> Also in the case where you have a
> http://www.some.where/dir/page.html
> URL you could try asking for the truncated
> http://www.some.where/dir
> page and see where the server redirects you to. Again it can only be
> corroborative evidence...
I just tried our main server (Apache 1.0.5 [1]) with the following URL:
http://www.armigeron.com/people/spc
And got a redirect back for
http://www.armigeron.com/people/spc/
I then tried:
http://attache.armigeron.com/people/spc
And got a redirect back for
http://www.armigeron.com/people/spc/
Not too bad. Won't really help for stuff like:
http://www.armigeron.com/people/spc/
http://www.armigeron.com/people/spc/index.html
But at least it might lead me to the actual correct host to use.
> Add to your list the IP address as well - I've had engines index part of
> my site under IP address as someone used the IP to link to it instead of
> the FQDN.
I'd probably do a reverse name lookup on the IP address, then go from
there. If the name doesn't resolve, then discard the URL.

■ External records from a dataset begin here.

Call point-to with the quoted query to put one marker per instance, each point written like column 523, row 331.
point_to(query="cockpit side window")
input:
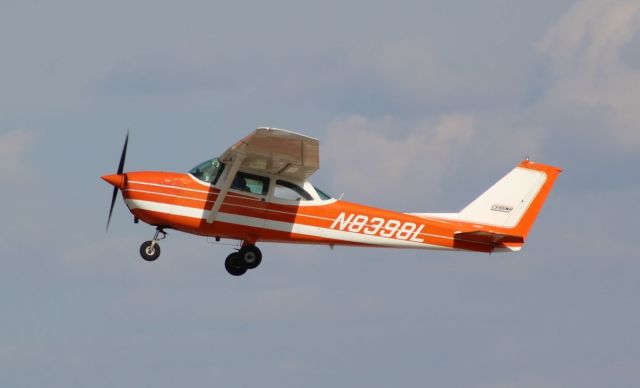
column 250, row 183
column 208, row 171
column 290, row 191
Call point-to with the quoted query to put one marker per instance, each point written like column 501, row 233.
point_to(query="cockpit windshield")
column 208, row 171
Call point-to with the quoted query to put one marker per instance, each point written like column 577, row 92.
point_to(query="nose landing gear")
column 150, row 250
column 248, row 257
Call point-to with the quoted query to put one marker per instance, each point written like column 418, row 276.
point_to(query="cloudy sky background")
column 419, row 106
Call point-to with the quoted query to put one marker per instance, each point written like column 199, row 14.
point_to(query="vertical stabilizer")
column 515, row 200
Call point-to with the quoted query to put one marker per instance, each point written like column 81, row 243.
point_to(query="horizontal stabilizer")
column 488, row 241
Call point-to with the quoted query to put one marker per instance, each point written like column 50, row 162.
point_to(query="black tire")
column 233, row 265
column 150, row 251
column 250, row 256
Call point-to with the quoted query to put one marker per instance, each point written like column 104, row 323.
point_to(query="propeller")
column 123, row 156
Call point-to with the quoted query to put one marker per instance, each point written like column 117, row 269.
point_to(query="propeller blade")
column 123, row 156
column 113, row 202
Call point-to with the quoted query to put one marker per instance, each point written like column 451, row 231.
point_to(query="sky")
column 419, row 107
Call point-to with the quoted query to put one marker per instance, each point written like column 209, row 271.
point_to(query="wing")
column 276, row 151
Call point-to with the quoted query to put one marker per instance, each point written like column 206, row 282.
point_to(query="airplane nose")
column 117, row 180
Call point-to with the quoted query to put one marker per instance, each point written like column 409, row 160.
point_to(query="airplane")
column 258, row 191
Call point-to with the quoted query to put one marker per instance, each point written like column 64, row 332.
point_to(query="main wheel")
column 233, row 265
column 149, row 251
column 250, row 256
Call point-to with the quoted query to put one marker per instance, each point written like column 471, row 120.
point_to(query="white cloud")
column 584, row 50
column 371, row 159
column 13, row 147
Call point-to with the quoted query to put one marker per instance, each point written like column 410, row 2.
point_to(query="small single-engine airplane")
column 258, row 191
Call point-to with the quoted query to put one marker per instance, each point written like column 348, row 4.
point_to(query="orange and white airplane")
column 258, row 191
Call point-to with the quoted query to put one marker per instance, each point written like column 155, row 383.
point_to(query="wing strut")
column 237, row 161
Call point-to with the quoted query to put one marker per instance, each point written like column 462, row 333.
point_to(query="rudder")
column 514, row 202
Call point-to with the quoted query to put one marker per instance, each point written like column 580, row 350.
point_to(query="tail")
column 501, row 218
column 510, row 206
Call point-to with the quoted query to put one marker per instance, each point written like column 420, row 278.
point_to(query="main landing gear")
column 248, row 257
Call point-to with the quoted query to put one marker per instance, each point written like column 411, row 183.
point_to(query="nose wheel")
column 248, row 257
column 150, row 250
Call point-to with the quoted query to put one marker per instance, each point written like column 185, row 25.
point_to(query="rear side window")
column 250, row 183
column 290, row 191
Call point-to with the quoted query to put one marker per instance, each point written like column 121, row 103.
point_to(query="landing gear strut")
column 150, row 250
column 248, row 257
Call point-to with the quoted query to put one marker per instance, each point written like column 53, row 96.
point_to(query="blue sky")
column 419, row 106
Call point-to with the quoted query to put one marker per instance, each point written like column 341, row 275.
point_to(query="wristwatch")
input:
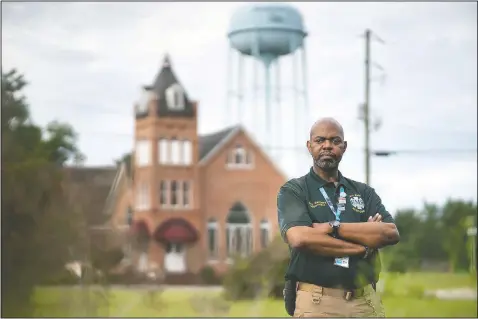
column 368, row 251
column 335, row 228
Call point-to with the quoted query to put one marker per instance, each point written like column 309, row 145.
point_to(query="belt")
column 347, row 294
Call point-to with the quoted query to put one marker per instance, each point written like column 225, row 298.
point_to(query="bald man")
column 334, row 227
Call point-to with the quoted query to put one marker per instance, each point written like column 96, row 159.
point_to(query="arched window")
column 163, row 150
column 187, row 152
column 129, row 216
column 174, row 193
column 175, row 151
column 142, row 196
column 265, row 233
column 163, row 193
column 186, row 185
column 238, row 231
column 212, row 238
column 239, row 155
column 143, row 152
column 175, row 97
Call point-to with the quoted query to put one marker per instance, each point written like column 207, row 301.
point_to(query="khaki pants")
column 314, row 301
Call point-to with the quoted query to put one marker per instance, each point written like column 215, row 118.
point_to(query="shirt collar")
column 321, row 182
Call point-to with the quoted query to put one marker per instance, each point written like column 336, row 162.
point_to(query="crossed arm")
column 299, row 231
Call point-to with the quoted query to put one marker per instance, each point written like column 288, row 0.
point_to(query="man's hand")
column 324, row 228
column 375, row 219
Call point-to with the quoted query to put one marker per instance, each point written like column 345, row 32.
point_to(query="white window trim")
column 187, row 152
column 245, row 154
column 265, row 225
column 142, row 197
column 166, row 183
column 213, row 225
column 143, row 152
column 231, row 228
column 179, row 195
column 164, row 151
column 175, row 93
column 189, row 183
column 175, row 152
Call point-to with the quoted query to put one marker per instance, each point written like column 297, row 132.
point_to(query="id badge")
column 342, row 262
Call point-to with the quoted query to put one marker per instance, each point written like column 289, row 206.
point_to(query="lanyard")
column 340, row 205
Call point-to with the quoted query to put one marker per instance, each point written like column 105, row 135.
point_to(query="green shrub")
column 416, row 291
column 208, row 276
column 261, row 275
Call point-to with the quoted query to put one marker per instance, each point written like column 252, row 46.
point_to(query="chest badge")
column 357, row 203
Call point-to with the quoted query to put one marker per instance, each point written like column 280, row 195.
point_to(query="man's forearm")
column 326, row 245
column 374, row 235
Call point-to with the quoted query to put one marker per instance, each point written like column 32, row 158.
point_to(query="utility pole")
column 366, row 107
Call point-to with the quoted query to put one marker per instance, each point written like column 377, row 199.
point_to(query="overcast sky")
column 86, row 63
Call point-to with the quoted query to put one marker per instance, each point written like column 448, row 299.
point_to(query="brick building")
column 201, row 199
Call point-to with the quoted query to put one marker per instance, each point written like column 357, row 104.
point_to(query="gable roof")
column 88, row 188
column 225, row 136
column 207, row 143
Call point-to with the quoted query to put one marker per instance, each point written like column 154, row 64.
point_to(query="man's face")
column 327, row 146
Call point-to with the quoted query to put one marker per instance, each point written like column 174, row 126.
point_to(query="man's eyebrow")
column 332, row 137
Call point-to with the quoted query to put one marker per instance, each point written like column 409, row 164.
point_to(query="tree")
column 455, row 217
column 37, row 228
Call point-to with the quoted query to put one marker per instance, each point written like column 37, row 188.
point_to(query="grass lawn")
column 75, row 302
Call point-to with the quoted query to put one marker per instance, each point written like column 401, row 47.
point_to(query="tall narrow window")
column 187, row 152
column 163, row 150
column 175, row 152
column 239, row 156
column 142, row 196
column 174, row 193
column 238, row 231
column 265, row 229
column 129, row 216
column 163, row 193
column 175, row 97
column 186, row 193
column 143, row 152
column 212, row 238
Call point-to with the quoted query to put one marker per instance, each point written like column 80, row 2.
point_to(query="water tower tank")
column 266, row 31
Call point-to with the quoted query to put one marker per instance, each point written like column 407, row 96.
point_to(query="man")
column 334, row 227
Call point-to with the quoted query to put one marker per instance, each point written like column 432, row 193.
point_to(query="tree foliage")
column 37, row 227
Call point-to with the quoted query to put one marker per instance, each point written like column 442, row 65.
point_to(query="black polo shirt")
column 300, row 203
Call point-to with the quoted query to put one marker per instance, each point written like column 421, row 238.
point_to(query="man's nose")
column 327, row 145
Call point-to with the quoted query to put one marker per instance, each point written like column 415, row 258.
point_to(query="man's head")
column 326, row 144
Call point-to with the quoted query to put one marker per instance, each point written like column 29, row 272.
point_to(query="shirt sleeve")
column 374, row 205
column 291, row 209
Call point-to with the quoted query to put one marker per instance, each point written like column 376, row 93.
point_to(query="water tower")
column 266, row 72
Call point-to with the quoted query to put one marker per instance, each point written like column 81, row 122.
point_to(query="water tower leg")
column 267, row 90
column 296, row 109
column 305, row 87
column 278, row 133
column 255, row 64
column 229, row 89
column 305, row 107
column 240, row 105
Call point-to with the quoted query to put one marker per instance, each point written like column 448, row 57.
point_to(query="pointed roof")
column 163, row 80
column 165, row 77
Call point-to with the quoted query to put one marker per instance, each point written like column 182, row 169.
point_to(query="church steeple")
column 173, row 100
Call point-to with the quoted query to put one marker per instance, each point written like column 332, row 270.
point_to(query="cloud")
column 86, row 63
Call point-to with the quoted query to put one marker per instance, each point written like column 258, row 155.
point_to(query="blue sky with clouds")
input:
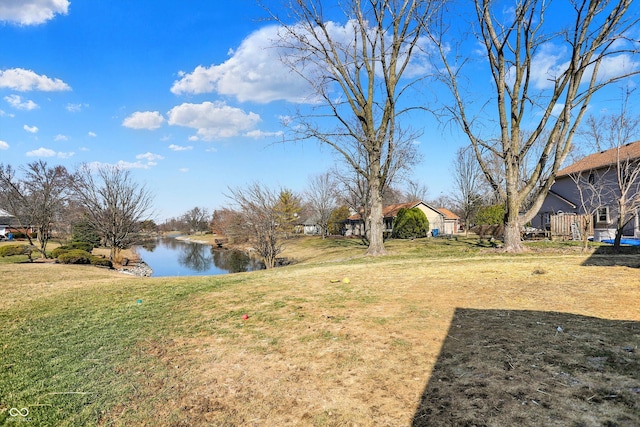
column 187, row 94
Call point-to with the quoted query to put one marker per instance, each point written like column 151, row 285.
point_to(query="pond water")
column 171, row 257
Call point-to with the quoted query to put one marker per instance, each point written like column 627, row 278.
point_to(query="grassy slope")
column 83, row 346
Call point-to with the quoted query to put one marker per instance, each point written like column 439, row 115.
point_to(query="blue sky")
column 187, row 94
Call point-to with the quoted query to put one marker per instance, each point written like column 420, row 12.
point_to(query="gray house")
column 441, row 219
column 590, row 186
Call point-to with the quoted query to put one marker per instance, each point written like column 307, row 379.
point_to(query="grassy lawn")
column 439, row 332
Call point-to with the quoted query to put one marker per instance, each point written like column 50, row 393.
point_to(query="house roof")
column 563, row 199
column 448, row 214
column 603, row 159
column 390, row 211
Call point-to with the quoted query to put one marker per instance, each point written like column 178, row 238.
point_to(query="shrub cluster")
column 10, row 250
column 410, row 223
column 74, row 256
column 79, row 253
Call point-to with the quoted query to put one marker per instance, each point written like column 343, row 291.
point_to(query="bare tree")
column 288, row 211
column 469, row 182
column 552, row 105
column 322, row 197
column 196, row 219
column 357, row 78
column 114, row 204
column 36, row 199
column 258, row 208
column 415, row 191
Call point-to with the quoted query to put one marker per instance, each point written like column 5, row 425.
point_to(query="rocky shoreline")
column 137, row 268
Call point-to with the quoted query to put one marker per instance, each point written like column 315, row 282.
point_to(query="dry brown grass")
column 316, row 352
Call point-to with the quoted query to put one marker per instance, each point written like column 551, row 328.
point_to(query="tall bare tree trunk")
column 375, row 221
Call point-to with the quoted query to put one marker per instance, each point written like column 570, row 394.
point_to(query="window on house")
column 603, row 214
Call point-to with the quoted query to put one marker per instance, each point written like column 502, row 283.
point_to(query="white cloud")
column 253, row 73
column 258, row 134
column 150, row 158
column 32, row 12
column 16, row 102
column 174, row 147
column 65, row 155
column 256, row 70
column 41, row 152
column 213, row 120
column 25, row 80
column 149, row 120
column 551, row 62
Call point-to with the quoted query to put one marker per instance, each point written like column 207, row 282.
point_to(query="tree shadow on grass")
column 534, row 368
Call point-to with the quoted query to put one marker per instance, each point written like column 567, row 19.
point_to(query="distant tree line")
column 99, row 205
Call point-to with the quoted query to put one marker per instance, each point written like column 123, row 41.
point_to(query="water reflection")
column 171, row 257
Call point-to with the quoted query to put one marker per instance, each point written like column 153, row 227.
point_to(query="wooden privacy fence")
column 561, row 226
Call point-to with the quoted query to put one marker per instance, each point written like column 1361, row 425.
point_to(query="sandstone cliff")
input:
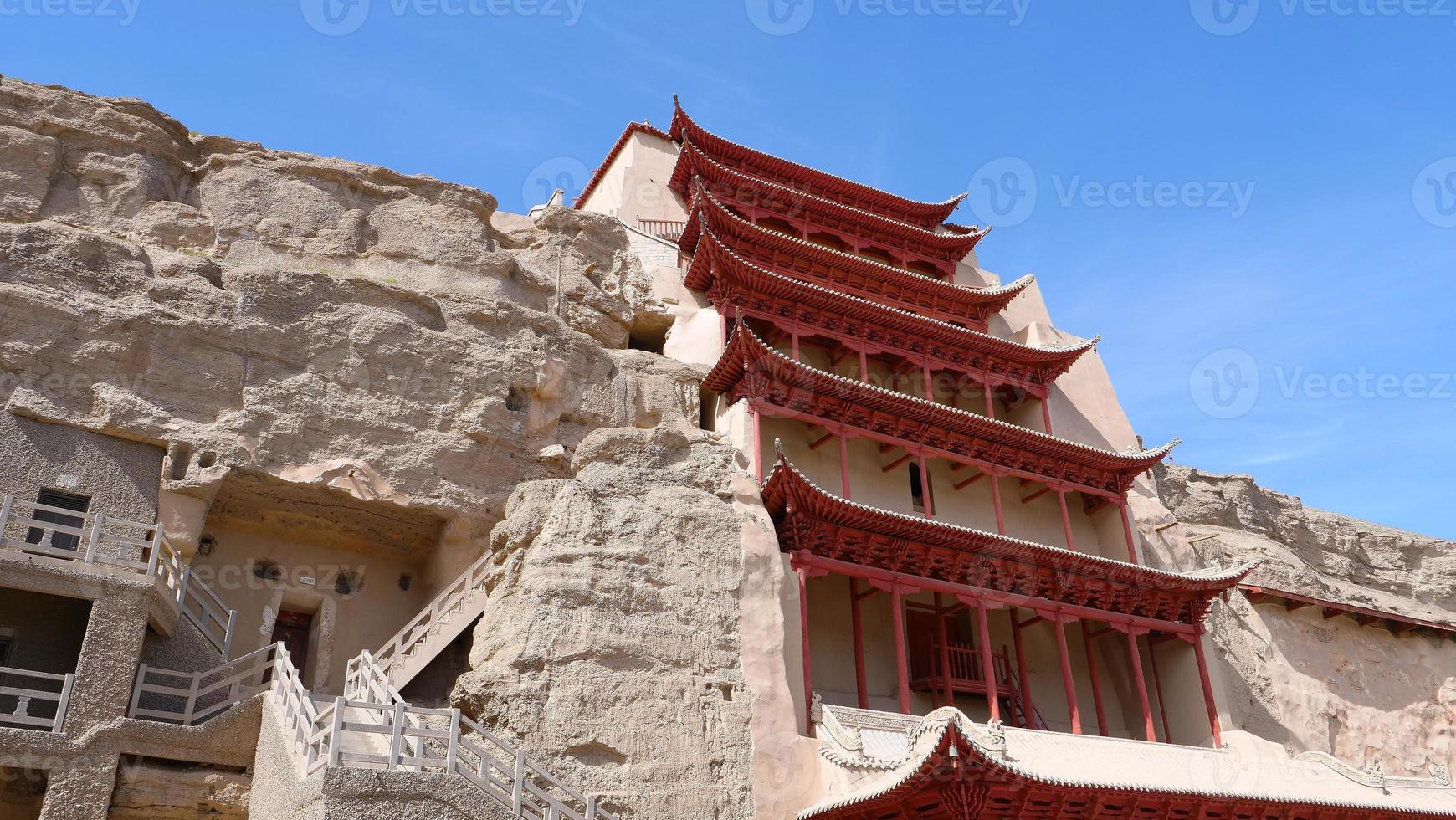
column 1315, row 684
column 348, row 326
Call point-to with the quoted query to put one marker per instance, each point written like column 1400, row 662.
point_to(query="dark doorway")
column 924, row 641
column 63, row 501
column 291, row 629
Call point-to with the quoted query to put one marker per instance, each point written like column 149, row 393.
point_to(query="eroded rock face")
column 1315, row 684
column 610, row 640
column 346, row 326
column 283, row 310
column 1310, row 551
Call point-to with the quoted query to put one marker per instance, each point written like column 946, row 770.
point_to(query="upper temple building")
column 976, row 619
column 736, row 491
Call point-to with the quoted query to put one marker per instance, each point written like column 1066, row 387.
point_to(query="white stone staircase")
column 431, row 631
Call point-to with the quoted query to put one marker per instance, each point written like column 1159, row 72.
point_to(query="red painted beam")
column 895, row 464
column 1041, row 606
column 856, row 621
column 1036, row 495
column 970, row 481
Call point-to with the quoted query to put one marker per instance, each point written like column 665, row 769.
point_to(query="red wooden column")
column 1097, row 688
column 1021, row 672
column 925, row 488
column 804, row 634
column 1066, row 519
column 1001, row 515
column 946, row 651
column 858, row 623
column 901, row 664
column 1207, row 686
column 843, row 465
column 1158, row 688
column 1127, row 530
column 1142, row 684
column 1058, row 623
column 987, row 664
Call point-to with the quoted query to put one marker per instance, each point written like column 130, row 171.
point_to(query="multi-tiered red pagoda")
column 967, row 562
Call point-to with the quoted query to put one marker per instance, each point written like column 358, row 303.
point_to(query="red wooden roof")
column 749, row 369
column 950, row 247
column 804, row 178
column 612, row 157
column 734, row 283
column 842, row 271
column 812, row 520
column 957, row 769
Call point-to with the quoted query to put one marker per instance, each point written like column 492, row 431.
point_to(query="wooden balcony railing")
column 967, row 676
column 27, row 707
column 370, row 727
column 106, row 541
column 670, row 230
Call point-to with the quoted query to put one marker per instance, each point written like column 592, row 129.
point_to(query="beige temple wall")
column 833, row 666
column 635, row 185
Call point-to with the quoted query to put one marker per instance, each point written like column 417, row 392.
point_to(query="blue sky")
column 1235, row 196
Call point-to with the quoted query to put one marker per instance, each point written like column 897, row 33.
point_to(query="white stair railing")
column 393, row 733
column 27, row 698
column 190, row 698
column 438, row 609
column 367, row 682
column 464, row 749
column 136, row 546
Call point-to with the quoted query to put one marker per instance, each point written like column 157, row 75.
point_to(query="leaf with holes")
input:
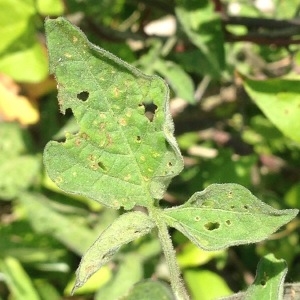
column 125, row 152
column 132, row 225
column 222, row 214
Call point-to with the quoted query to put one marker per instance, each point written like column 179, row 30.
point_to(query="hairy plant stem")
column 170, row 255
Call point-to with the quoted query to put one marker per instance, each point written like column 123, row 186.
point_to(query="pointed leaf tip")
column 123, row 154
column 125, row 229
column 224, row 215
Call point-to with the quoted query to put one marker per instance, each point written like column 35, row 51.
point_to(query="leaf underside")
column 224, row 215
column 123, row 154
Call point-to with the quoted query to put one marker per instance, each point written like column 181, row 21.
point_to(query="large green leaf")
column 125, row 229
column 224, row 215
column 120, row 156
column 279, row 99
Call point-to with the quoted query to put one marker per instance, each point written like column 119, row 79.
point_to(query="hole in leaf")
column 212, row 225
column 150, row 109
column 101, row 165
column 83, row 96
column 263, row 282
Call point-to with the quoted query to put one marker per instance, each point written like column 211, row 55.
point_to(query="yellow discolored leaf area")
column 15, row 107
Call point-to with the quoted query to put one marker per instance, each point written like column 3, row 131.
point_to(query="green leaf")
column 17, row 279
column 150, row 289
column 279, row 100
column 203, row 27
column 120, row 157
column 268, row 283
column 224, row 215
column 50, row 7
column 125, row 229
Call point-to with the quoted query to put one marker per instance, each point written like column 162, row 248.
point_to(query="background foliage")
column 233, row 70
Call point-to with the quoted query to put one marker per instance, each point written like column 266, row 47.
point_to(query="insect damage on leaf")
column 125, row 153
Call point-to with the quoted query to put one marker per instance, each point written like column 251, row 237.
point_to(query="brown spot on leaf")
column 212, row 226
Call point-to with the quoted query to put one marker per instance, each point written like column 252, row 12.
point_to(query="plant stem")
column 170, row 255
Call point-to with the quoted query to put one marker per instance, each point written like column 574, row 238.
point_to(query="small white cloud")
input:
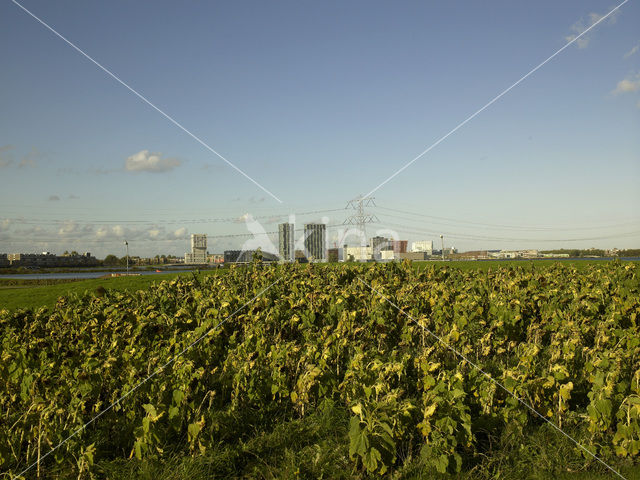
column 247, row 217
column 582, row 25
column 629, row 84
column 179, row 233
column 633, row 51
column 144, row 161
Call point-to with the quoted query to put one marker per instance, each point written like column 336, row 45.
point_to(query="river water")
column 82, row 275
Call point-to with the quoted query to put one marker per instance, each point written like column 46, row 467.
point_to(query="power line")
column 454, row 221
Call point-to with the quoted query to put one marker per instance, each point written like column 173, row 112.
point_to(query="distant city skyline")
column 318, row 103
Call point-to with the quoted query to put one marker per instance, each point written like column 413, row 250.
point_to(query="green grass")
column 578, row 263
column 35, row 295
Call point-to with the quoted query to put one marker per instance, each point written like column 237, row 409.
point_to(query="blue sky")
column 318, row 102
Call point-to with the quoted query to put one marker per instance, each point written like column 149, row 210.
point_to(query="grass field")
column 32, row 294
column 275, row 391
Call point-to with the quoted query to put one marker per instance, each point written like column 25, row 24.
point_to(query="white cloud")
column 144, row 161
column 629, row 84
column 179, row 233
column 633, row 51
column 247, row 217
column 581, row 25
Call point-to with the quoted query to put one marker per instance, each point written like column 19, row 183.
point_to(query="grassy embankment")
column 15, row 294
column 25, row 293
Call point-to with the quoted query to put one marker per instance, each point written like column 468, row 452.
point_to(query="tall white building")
column 425, row 246
column 198, row 253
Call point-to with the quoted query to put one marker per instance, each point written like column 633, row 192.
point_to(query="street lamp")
column 127, row 247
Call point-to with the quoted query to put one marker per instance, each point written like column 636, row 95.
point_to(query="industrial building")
column 315, row 243
column 359, row 253
column 425, row 246
column 399, row 246
column 247, row 256
column 286, row 242
column 198, row 255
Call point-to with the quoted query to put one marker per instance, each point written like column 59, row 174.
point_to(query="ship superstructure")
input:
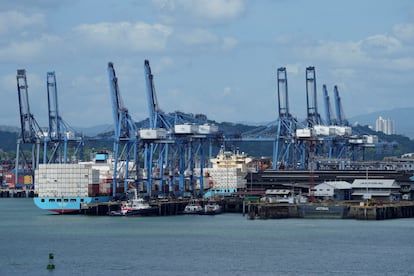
column 227, row 174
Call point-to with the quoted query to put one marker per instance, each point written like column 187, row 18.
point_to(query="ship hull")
column 66, row 205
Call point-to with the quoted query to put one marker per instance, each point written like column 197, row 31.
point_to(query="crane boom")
column 30, row 129
column 313, row 116
column 342, row 121
column 52, row 101
column 328, row 114
column 282, row 92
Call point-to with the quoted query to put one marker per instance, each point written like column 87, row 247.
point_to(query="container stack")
column 63, row 180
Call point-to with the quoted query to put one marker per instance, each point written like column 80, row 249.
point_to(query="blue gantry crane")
column 177, row 141
column 340, row 116
column 155, row 138
column 286, row 149
column 30, row 132
column 59, row 135
column 313, row 116
column 125, row 137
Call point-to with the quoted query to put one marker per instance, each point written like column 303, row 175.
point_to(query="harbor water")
column 227, row 244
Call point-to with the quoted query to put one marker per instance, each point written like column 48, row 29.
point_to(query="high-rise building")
column 385, row 125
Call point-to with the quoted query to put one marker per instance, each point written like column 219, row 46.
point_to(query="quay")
column 330, row 210
column 165, row 208
column 264, row 210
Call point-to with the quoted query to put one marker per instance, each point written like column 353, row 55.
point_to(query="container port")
column 317, row 169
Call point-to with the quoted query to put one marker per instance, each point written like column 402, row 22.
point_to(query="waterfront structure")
column 379, row 189
column 385, row 125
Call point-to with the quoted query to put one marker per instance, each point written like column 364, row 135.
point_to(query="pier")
column 165, row 208
column 339, row 210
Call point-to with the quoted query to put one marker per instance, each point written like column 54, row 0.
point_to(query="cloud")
column 202, row 37
column 12, row 21
column 137, row 36
column 404, row 32
column 200, row 11
column 21, row 50
column 380, row 46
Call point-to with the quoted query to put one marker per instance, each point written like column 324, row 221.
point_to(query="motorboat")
column 193, row 207
column 212, row 208
column 136, row 206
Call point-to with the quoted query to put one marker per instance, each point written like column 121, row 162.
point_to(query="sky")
column 214, row 57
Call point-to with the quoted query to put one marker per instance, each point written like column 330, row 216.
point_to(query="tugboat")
column 135, row 206
column 193, row 207
column 212, row 208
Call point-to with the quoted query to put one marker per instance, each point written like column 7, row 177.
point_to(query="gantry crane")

> Watch out for AOL who seems to have case independent names in the 'file'
> part.
>
Now this I didn't know (now why did they go and do a stupid thing like
that?). I was planning on keeping individual server records (for things
like robots.txt, last time visited, etc) so I guess it shouldn't be too hard
to figure out if a web server has case insensitive filenames or not.
Another idea I had (and it was just an idea) was to have my robot send a
message to the web master at a site (if an address can be found - postmaster
as a last resort) giving the location of the robots.txt specification if a
robots.txt file was not found (404), plus a small file they can use:
-----------
# for more info, check out http://www...
User-agent: *
Disallow:
-----------
But ONCE (or maybe, once every six months or so). If robots.txt is found,
then no message is ever sent.
-spc (At least then, more web masters would hear of the concept ... )
_________________________________________________
This messages was sent by the robots mailing list. To unsubscribe, send mail
to robots-request@webcrawler.com with the word "unsubscribe" in the body.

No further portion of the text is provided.